Why GitHub and GitLab are still used so widely

There are also practical reasons many public bodies continue to use them:

• Large developer ecosystems and familiarity
• Mature collaboration features
• Integration with existing CI/CD pipelines and DevSecOps tooling
• Easier public transparency and external contribution workflows

So this is usually not just a technical decision. It is a trade-off between convenience, openness, security governance, and long-term independence.

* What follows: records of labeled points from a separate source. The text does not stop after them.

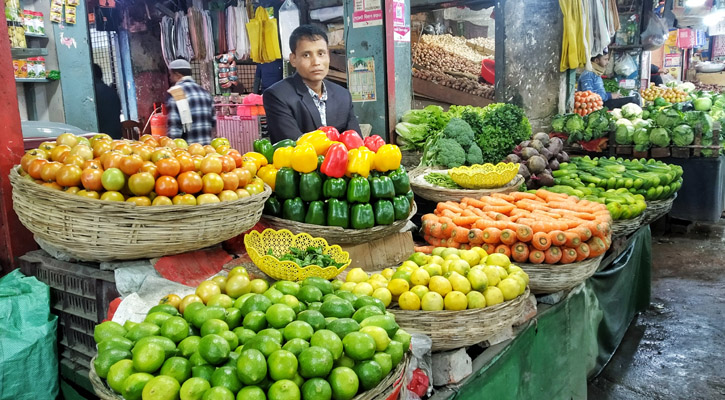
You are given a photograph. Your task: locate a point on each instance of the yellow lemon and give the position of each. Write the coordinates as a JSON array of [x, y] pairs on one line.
[[440, 285], [456, 301], [409, 301], [432, 301]]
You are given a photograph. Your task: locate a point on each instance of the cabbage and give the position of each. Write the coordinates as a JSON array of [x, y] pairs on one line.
[[624, 134], [631, 111], [682, 135], [659, 137]]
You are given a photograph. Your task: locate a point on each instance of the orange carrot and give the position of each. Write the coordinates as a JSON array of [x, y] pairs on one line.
[[536, 257], [541, 241], [503, 249], [552, 255], [491, 235], [520, 252], [508, 236]]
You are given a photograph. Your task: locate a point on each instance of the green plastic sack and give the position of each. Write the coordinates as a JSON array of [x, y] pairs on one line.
[[28, 352]]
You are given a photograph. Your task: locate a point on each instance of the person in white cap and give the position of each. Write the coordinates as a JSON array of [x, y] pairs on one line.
[[190, 107]]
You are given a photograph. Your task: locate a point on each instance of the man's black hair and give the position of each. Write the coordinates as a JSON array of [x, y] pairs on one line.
[[306, 32]]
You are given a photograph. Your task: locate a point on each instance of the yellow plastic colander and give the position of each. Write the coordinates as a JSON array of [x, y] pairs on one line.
[[258, 244], [486, 176]]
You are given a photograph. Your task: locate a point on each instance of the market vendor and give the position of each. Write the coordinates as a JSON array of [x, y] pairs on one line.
[[306, 101], [190, 107]]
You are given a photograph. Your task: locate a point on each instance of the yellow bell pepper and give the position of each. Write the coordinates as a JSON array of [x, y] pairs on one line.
[[304, 158], [283, 157], [388, 158], [268, 174], [360, 161], [259, 159], [318, 139]]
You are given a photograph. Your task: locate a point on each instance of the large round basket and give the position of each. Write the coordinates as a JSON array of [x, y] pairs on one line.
[[624, 227], [97, 230], [551, 278], [388, 386], [439, 194], [456, 329], [337, 235], [657, 208]]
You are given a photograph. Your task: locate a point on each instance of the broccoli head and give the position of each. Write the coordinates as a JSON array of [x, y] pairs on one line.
[[449, 153], [459, 130], [474, 155]]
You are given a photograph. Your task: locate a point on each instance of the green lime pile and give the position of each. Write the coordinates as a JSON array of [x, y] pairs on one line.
[[293, 341]]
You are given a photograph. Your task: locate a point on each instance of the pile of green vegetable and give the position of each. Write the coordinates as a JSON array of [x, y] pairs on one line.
[[309, 256]]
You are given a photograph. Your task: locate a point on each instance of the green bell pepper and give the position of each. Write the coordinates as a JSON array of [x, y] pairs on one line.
[[401, 206], [310, 186], [272, 207], [284, 143], [401, 181], [338, 213], [316, 213], [358, 190], [294, 210], [334, 188], [286, 184], [362, 216], [265, 148], [384, 212], [381, 187]]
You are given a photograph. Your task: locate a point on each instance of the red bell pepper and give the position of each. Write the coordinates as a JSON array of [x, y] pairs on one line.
[[374, 142], [335, 164], [351, 140], [331, 132]]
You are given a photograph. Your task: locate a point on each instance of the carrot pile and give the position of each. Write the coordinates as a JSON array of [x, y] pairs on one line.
[[539, 228]]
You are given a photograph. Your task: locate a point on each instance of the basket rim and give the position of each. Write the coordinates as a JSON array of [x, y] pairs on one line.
[[16, 179]]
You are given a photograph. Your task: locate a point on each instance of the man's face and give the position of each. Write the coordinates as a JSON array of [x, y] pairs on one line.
[[311, 59]]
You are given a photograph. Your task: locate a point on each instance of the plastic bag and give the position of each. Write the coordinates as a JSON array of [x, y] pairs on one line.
[[655, 33], [289, 20], [27, 339]]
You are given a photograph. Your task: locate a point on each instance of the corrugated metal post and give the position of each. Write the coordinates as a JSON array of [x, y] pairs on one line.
[[15, 240], [74, 61]]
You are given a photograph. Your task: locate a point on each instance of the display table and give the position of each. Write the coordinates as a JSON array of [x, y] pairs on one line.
[[553, 355]]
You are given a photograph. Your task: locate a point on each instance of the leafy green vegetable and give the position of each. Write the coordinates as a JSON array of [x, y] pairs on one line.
[[309, 256]]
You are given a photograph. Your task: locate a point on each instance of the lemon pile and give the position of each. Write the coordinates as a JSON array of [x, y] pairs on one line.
[[448, 279]]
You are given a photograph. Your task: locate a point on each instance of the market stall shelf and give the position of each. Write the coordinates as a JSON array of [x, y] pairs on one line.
[[551, 278], [441, 194], [337, 235], [455, 329], [95, 230]]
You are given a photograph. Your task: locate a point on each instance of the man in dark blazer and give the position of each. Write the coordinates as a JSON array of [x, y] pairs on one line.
[[306, 101]]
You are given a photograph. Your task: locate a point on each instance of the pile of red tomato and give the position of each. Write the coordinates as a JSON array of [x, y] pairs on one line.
[[151, 171]]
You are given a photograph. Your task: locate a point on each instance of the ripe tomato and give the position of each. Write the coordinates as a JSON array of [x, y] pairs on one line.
[[213, 183], [190, 182], [231, 180], [184, 200], [91, 179], [207, 198], [141, 184], [167, 186], [168, 166], [130, 164], [211, 164], [49, 170], [69, 175]]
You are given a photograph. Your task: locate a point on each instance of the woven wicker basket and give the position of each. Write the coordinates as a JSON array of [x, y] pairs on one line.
[[439, 194], [551, 278], [382, 391], [96, 230], [456, 329], [656, 209], [624, 227], [337, 235]]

What a government-hosted forge can improve

If the Netherlands builds or adopts its own managed forge, the likely advantages are:

• Centralized identity and access management
• Stronger policy consistency across ministries
• Better control over backups, audit logging, and retention
• Clearer compliance alignment for public-sector requirements
• Reduced dependency on one commercial platform

That said, self-hosting does not automatically mean better security. It also creates responsibility for:

• Patch management
• Hardening
• Monitoring
• Disaster recovery
• Abuse prevention
• Secure CI/CD configuration

A poorly maintained sovereign platform can be worse than a well-managed commercial one.

Likely real-world outcome

In practice, many governments end up with a hybrid model:

• A government-controlled forge for internal and sensitive development
• Selective mirroring to GitHub or public GitLab for open-source visibility and community participation

That tends to be the most realistic balance between sovereignty and public collaboration.

Bottom line

Spreading government code across GitHub and GitLab without direct government oversight raises legitimate governance and security questions. A dedicated government forge could address many of those issues, but only if it is operated with strong security, maintenance, and clear policy ownership. The strongest approach is often controlled self-hosting combined with public mirrors where openness is beneficial.

 

[Zero Knowledge]

Good luck is all I'll say, the Dutch are very smart so it could work.